The limitations of this study should be considered. Firstly, the ICD codes used in administrative data do not allow for distinction between the subcategories of JIA, which may have some influence on the prevalence of co-existing autoimmune diseases reported using these data. Although patients with JIA and ADHD may have a similar number of healthcare encounters, their primary providers are likely to be different (e.g. rheumatologist versus psychiatrist), which may introduce bias due to misclassification. Further misclassification bias may also have arisen due to diagnostic error caused by the complexity of polyautoimmunity, drug-induced symptom occurrence, or misdiagnosis. In addition, identification of medical events or baseline comorbidities here were restricted to computerized population-based data captured as part of the medical claims; these data can be challenging to verify. A study of hospitalized pediatric patients with rheumatic diseases in Kenya demonstrated 77% agreement in coding between the treating physician and medical records clerk [48]. Similarly, a study in Germany demonstrated that two coders have ICD-10-code agreement in around 2/3 cases [49]. It is also important to consider that autoimmune diseases are complex, diagnoses may change (e.g. arthritis associated with inflammatory bowel disease may initially be diagnosed as JIA if the arthritis presents before gastrointestinal symptoms) and symptoms often have multiple diagnosis codes. Finally, there is the possibility that some patients were included in both databases.

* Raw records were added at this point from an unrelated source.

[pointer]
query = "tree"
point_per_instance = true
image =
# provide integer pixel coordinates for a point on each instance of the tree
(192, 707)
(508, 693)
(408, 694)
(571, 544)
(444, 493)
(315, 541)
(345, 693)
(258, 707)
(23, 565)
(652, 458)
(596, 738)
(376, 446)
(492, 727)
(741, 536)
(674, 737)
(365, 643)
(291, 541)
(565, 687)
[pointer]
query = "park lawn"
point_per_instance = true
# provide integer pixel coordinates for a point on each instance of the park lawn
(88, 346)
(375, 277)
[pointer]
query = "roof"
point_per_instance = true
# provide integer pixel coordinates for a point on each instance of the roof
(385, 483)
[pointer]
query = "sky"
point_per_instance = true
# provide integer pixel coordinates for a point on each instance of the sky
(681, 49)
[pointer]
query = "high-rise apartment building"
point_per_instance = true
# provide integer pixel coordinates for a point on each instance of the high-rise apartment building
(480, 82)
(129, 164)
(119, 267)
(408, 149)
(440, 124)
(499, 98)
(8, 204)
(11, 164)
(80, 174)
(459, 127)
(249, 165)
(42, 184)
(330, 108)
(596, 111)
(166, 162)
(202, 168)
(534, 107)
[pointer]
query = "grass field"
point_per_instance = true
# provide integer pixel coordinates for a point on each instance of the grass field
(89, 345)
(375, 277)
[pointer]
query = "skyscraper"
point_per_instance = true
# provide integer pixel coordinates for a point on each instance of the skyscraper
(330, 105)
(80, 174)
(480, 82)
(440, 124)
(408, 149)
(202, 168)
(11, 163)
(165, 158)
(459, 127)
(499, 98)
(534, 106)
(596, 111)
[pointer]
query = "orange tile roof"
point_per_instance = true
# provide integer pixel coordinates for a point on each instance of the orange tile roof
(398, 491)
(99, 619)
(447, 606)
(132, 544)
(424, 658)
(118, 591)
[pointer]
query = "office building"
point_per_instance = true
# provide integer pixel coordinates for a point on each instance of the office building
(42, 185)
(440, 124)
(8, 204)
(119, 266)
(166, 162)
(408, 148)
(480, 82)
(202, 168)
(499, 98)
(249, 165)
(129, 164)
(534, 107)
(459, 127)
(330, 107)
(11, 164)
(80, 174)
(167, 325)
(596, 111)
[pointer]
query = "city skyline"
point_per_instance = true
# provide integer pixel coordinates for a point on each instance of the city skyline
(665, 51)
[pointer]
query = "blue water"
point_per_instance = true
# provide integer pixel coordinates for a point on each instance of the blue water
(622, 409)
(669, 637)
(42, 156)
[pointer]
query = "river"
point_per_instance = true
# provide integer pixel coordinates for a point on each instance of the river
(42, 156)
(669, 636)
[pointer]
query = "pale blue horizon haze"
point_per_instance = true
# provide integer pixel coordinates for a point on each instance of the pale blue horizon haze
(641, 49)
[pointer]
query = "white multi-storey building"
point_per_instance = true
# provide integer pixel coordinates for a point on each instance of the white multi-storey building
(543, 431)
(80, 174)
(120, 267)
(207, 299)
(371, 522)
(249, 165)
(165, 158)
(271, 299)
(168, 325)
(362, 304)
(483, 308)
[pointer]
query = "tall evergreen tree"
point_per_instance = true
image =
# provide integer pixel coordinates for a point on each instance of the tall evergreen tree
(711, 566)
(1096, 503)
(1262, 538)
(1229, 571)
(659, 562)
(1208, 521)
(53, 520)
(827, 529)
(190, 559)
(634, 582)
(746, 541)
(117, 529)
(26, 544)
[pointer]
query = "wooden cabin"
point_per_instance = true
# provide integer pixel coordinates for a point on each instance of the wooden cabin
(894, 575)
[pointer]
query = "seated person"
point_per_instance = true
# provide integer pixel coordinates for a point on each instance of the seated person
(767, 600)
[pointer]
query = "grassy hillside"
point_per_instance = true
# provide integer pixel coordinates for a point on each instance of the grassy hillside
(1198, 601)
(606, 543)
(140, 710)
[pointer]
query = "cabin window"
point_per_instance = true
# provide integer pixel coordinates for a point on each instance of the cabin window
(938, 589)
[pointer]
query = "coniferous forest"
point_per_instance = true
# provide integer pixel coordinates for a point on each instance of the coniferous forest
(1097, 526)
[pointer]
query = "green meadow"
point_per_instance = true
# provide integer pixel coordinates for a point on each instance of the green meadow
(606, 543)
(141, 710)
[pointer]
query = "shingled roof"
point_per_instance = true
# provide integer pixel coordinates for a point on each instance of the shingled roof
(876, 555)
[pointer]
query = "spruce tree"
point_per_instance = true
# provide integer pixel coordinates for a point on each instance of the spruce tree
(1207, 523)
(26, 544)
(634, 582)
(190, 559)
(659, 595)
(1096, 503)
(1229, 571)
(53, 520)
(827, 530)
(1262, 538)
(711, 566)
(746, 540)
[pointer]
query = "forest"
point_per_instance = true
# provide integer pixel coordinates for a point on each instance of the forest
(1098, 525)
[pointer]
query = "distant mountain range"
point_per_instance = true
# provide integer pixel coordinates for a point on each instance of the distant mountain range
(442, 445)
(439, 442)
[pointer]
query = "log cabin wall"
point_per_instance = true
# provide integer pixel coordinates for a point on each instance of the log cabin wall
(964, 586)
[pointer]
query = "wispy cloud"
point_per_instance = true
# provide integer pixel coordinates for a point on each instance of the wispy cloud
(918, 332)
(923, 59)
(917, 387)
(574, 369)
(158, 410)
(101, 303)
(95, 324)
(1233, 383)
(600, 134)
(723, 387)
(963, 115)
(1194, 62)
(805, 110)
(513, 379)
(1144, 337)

The large number of patients included in these analyses allowed for potential differences in the rates of co-existing autoimmune diseases between patients with JIA and patients with ADHD to be detected effectively. The use of two diagnosis codes reduces the risk that codes were entered in error or that a diagnosis was not confirmed. By including a range of possible diagnostic codes for each autoimmune disease, the likelihood of identifying the conditions from the claims data was maximized. The highly similar results observed between both healthcare claims databases also suggests a good degree of reliability.

Conclusions

We observed that patients with JIA had a greater prevalence of co-existing autoimmune diseases compared to patients with ADHD. In addition, the large ORs suggest that patients with JIA may be predisposed to the earlier development of autoimmune diseases than the general pediatric population. Management and treatment options for patients with JIA should be considered in the context of any other autoimmune diseases present. The design and analyses of future studies assessing the impact of treatment in patients with JIA need to incorporate the risk of other autoimmune diseases in this population.